Он взглянул на ректора; отец Гарсиа покачал головой и опустил глаза.
— Как вы думаете, отче, удастся нам что-нибудь сделать?
— К королевским письмам у всех большое уважение, на избранных посредниках отражается свет личности его королевского величества. Разве можно было выбрать лучшего предводителя миссии, чем вы, святой отец? Но…
— Есть какое-то «но»?
— Как и во всех людских делах.
— Трудности? Мало надежды?
— Трудности, надо сказать, действительно большие, а надежда всегда в руках Бога!
— Как вы думаете, чья сторона больше склонна к примирению?
— Они все очень разгневаны, и те и другие прямо пылают ненавистью! Если кто из них дальше от желания мириться, то это Ходкевичи! Виленский каштелян тронут за живое, оскорблен. Ян Кароль, жмудский староста, очень горд, он не прощает никогда и никому. Кроме того, он весьма набожный, очень уважает христианскую веру и не склонен к миру.
— Ну, а Радзивиллы? — спросил епископ.
— Воеводу все знают: несокрушимая душа, чрезвычайная гордыня; не очень жалует короля и королевскую власть. Чувствует себя сильным, но внешне ради приличия поддерживает короля. Самый большой враг католиков, запальчивый, несговорчивый. Можно ли такого человека склонить к согласию, можно ли поверить, что он побратается с Ходкевичами, если недавно наперекор им и всему католичеству записался в конфедераты?

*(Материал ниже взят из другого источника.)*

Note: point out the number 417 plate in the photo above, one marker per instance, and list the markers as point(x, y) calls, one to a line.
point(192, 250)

— Это правда, — сказал епископ, — но какая невеселая правда! И все же, что делать, не будем же мы угождать им; выходит, действительно мало надежд на успешный исход, у нас есть только добрые пожелания и королевский приказ — запрет неправедной войны между своими, позорного кровопролития, худшего, чем между братьями! Пусть бы это дело рассматривали сейм и король!
— А вы, святой отец, знаете о подготовке к войне?
— Слышал. И очень боюсь этого, — ответил епископ.
— Horrenda! — Ужас! Почти шесть тысяч войска собрали только ради того, чтобы разрешить спор, в то время как для защиты страны и половину этого количества трудно было бы выпросить даже с помощью универсалов.
— Да и у Ходкевичей довольно много хороших воинов. Они сумеют оборониться.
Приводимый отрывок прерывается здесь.